The spectacular view from Munsuam Hermitage in Goseong, Gyeongsangnam-do.
Hello Again Everyone!!
You first arrive at Munsuam Hermitage up a zig-zagging road that winds up Mt. Cheongryangsan. When you finally do arrive at the hermitage, you’ll first realize that Munsuam Hermitage buildings are precariously placed on the very face of the mountain that it resides on. The second thing, or perhaps even the first thing, you’ll realize are the spectacular views of the East Sea, the tiny islands that dot the horizon, and the neighbouring Bohyunsa Temple, which is named after the Bodhisattva of Power: Bohyun-bosal. And all of this can be seen from the hermitage parking lot.

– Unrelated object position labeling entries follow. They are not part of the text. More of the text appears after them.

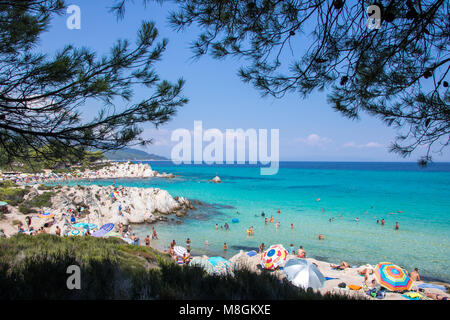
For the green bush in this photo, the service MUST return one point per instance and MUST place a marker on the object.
(34, 267)
(13, 196)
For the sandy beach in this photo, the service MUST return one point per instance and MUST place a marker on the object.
(127, 206)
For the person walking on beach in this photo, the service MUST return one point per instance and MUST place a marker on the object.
(154, 234)
(261, 247)
(301, 253)
(415, 276)
(28, 221)
(188, 244)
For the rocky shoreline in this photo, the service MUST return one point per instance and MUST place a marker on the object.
(98, 204)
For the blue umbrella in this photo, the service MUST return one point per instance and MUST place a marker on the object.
(107, 227)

After zig-zagging the final road that leads up to the delicately placed temple courtyard, and after passing by a cute wooden carving with travelers’ rocks placed all around it, you’ll first be greeted by the Hall of 1,000 Buddhas that lies to your immediate left. Underneath this hall is the administrative office, but it’s really the second floor that houses wall-to-wall Buddha statues that really stands out. Sitting under a bright red canopy on the main altar are a triad of statues. In the centre sits Seokgamoni-bul (The Historical Buddha). He’s joined by Jijang-bosal (The Bodhisattva of the Afterlife) to the left and Gwanseeum-bosal (The Bodhisattva of Compassion) to the right. Other than the beautiful one thousand Buddha statues, the ceiling is painted with portraits of various Nahan figures.
As you make your way from this lower courtyard, to the upper courtyard, where a handful of other hermitage buildings rest, you’ll pass by a supply building and an observation deck. It’s from this observation deck, which also houses the earthly remains of the renowned monk, Cheongdam, that you’ll get the best view of the sights off in the distanct. Joining these remains are a turtle based stele and a stone statue of Seokgamoni-bul that looks out onto the ocean with you.
Further up the path, and now on the upper courtyard at Munsuam Hermitage, you’ll see the main hall to your right. This hall is surrounded by beautiful Shimu-do, Ox-herding, murals. As for the interior, and sitting all alone on the is a seated statue of Gwanseeum-bosal, who is backed by a red mural of herself. To the left of the main altar is a standing statue of Jijang-bosal, who is backed by an elaborate mural of himself. And on the far left wall hangs a rather uniquely coloured guardian mural. And to the right of the main altar is a statue of an attendant riding a blue lion. This statue is backed by a glass window that looks out onto a neighbouring mountain crevice. And on the right wall is a memorial shrine for the dead.
To the right of the main hall is another observation deck that looks out more towards the rolling mountains and the valleys that part them. And to the left of the main hall is the monks’ quarters. It’s from out in front of this building that you get another great view of the ocean and temple down below.
The final hall at the hermitage is the Dokseong-gak, which is dedicated to Dokseong (The Recluse), and lies up a treacherous mountainside path. In fact, a portion of the mountain’s face has been cut away to allow access to this hard to reach hall. Once you do arrive at the Dokseong-gak, which crowns the heights of the hermitage, you’ll be greeted by a solitary statue of Dokseong inside this hall.
HOW TO GET THERE: To get to Goseong from Busan, which is where Munsuam Hermitage is located, you’ll first have to get to the Dongbu Intercity Bus Terminal. You can easily get to this terminal from the Busan station system, if you get off at the Nopo-dong subway stop, #134, on the first line. The earliest bus leaves at 7:45 a.m., and the ride takes you two hours and twenty minutes. The bus ride will cost you 10,100 won. After arriving in Goseong, you’ll then have to take a taxi to get to Munsuam Hermitage. You’ll have to do this because there’s absolutely no bus that goes to the temple from Goseong. In total, the taxi should cost about 12,000 won, and the ride should last about twenty five minutes. Just make sure you hang onto your taxi, because it’s a long walk back to the terminal.
OVERALL RATING: 8.5/10. The stunning ocean side sights are similar to Boriam Hermitage in Namhae, and yet Munsuam Hermitage is a lot less crowded. Also, the hermitage buildings, like the Hall of 1,000 Buddhas, the crowning Dokseong-gak, as well as the colourful main hall allow this hermitage to slightly edge ahead of Boriam Hermitage. That, as well as the mysterious Buddha that lies off in the distance along the mountain folds of Mt. Cheongryangsan make this reclusive Goseong Hermitage a must for the temple adventurer!